The primary reason for mushy asparagus is over cooking. When oven roasting asparagus, you’ll want to cook it just until it is fork-tender, and the tips are nice and crispy.
Different Ways to Add Flavor to Oven Baked Asparagus
The best things about of this great side dish is you can add any number of simple ingredients and it gives even more incredible flavor to asparagus:
- Red Pepper Flakes: Before placing the asparagus in the oven, sprinkle with a few red pepper flakes. Easy does it though; a little goes a long way.
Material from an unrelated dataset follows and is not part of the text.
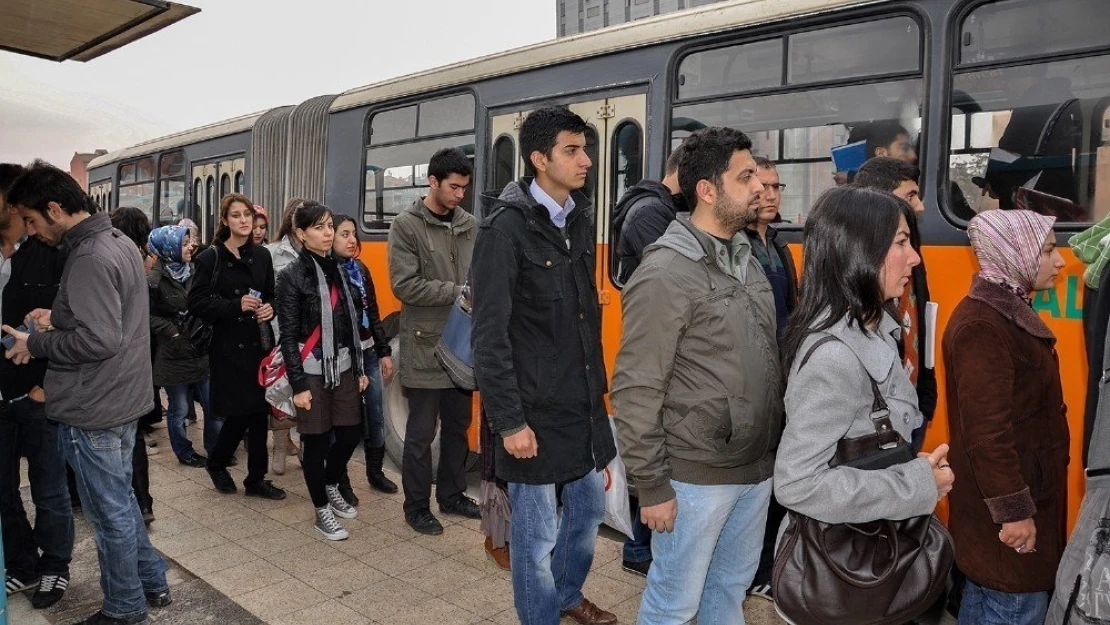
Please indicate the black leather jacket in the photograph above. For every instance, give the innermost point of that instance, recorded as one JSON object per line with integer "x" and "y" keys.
{"x": 298, "y": 308}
- Italian style: After drizzling with olive oil, add couple tablespoons of dried Italian herbs and a little garlic powder. Then top with a generous amount of grated parmesan cheese.
- Lemon butter: Once you have removed the asparagus from the oven, drizzle them with melted butter that you have mixed with a fresh squeeze of lemon juice about a little lemon zest.
- Lemon Asparagus Quinoa – Adding this roasted asparagus to this dish will deepen the flavors and provide some extra healthy complex carbs to your meal.
Want More Healthy Vegetable Recipes?
- Crispy Kale Chips
- Brussels Sprouts with Balsamic Glaze
- Easy Avocado Boats
- Buffalo Cauliflower Bites
- Vegetarian Spicy Black Bean Wraps
Oven Roasted Asparagus
- baking sheet
- 1 lb Fresh Asparagus trimmed
- 2 T Extra Virgin Olive Oil
- sea salt and pepper to taste
- Place the top oven rack in the center position and pre-heat oven to 425°F. Line a large, rimmed baking sheet with parchment paper or a Silpat® baking mat.
- Spread the trimmed asparagus onto the prepared baking sheet and drizzle with the olive oil. Season with salt and black pepper, to taste, and gently toss to combine. When asparagus is evenly coated, spread into a single layer without overcrowding.
- Place sheet pan into the preheated oven and roast for 8-10 minutes, or until crisp tender. Turn the asparagus once while roasting. (Actual cooking time will depend on the thickness of the asparagus and desired consistency. Check after 6 minutes and adjust cook time accordingly.)
- Remove from oven and serve immediately.